Fever Ticks & Pests

Fever Ticks

Cattle Fever Ticks, known scientifically as Rhipicephalus (formerly Boophilus) annulatus and R. microplus, are a significant threat to the United States cattle industry.

These ticks are capable of carrying the protozoa, or microscopic parasites, Babesia bovis or B. bigemina, commonly known as cattle fever. The Babesia organism attacks and destroys red blood cells, causing acute anemia, high fever, and enlargement of the spleen and liver, ultimately resulting in death for up to 90 percent of susceptible naive cattle.

The fever tick has been a threat to American agriculture for generations. The disease caused enormous economic losses to the U.S. cattle industry in the late 1800s and early 1900s. Since that time, the TAHC and the USDA - Animal and Plant Health Inspection Service - Veterinary Services works together to protect the state and nation from the pest and its repercussions.

Today, portions of eight South Texas counties have established fever tick quarantines. The counties include, Cameron, Kinney, Maverick, Starr, Webb, Willacy and Zapata.

There are three types of Fever Tick Quarantine Areas; The Permanent Fever Tick Quarantine "Buffer" Zone, a Control Purpose Quarantine Area, and a Temporary Preventative Quarantine Area. To learn more about the statewide fever tick response, please visit the TAHC Monthly Fever Tick Situation Report.
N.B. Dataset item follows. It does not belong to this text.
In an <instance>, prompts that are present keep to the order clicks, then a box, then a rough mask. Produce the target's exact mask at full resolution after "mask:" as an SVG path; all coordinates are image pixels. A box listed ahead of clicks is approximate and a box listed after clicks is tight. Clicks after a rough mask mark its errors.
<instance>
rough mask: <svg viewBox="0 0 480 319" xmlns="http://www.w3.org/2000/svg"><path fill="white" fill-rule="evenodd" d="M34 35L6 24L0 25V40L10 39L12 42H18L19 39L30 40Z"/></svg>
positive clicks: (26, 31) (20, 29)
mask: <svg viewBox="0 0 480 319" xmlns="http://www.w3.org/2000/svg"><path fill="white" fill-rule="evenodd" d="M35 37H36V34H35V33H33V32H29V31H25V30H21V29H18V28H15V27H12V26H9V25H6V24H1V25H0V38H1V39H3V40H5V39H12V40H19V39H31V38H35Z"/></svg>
Within quarantine areas, all livestock (cattle and equine) and live or hunted wildlife (such as nilgai antelope and white-tailed deer) that are capable of hosting fever ticks, are subject to movement restrictions, inspections and treatment as prescribed by TAHC fever tick regulations.

Fever Ticks are reportable to the TAHC. To report a suspect or confirmed case you can call your private veterinarian or click here.

Fever Tick Quarantines

Current Fever Tick Quarantine Notices & Maps

Past Fever Tick Quarantine Notices & Maps

Longhorned Ticks

The longhorned tick (Haemaphysalis longicornis) is native to to eastern China, Japan, the Russian Far East, and Korea. It is an introduced/established exotic species in Australia/New Zealand and several island nations in the western Pacific Region. It can be a serious pest of livestock in these areas.

In late 2017, the United States Department of Agriculture’s National Veterinary Services Laboratories (NSVL) confirmed the presence of the longhorned tick in the United States. Longhorned ticks are light brown in color and the adult female grows to the size of a pea when it is full of blood. Males are rare. Other stages of the tick are very small, about the size of a sesame seed or even smaller.

The tick has been confirmed in the following states: Arkansas, Kentucky, New Jersey, New York, North Carolina, Virginia, West Virginia, Pennsylvania, Maryland and Tennessee. They have been found infesting a number of hosts including sheep, goats, dogs, cats, horses, cattle, white-tailed deer, Virginia opossums, raccoons, coyotes, red-tailed hawks, red foxes, grey foxes, striped skunks, eastern cottontail rabbits, elk, groundhogs, and humans.

New World Screwworms

New World screwworm disease is an infestation with the larvae of the New World screwworm fly (Cochliomyia hominivorax) that lives off the flesh of living mammals and, less commonly, birds. During the past century the presence of New World screwworm cost the U.S. livestock industry an average of $20 million annually.

In 2017, USDA’s Animal and Plant Health Inspection Service (APHIS) announced the successful eradication of the New World Screwworm (NWS) from Florida.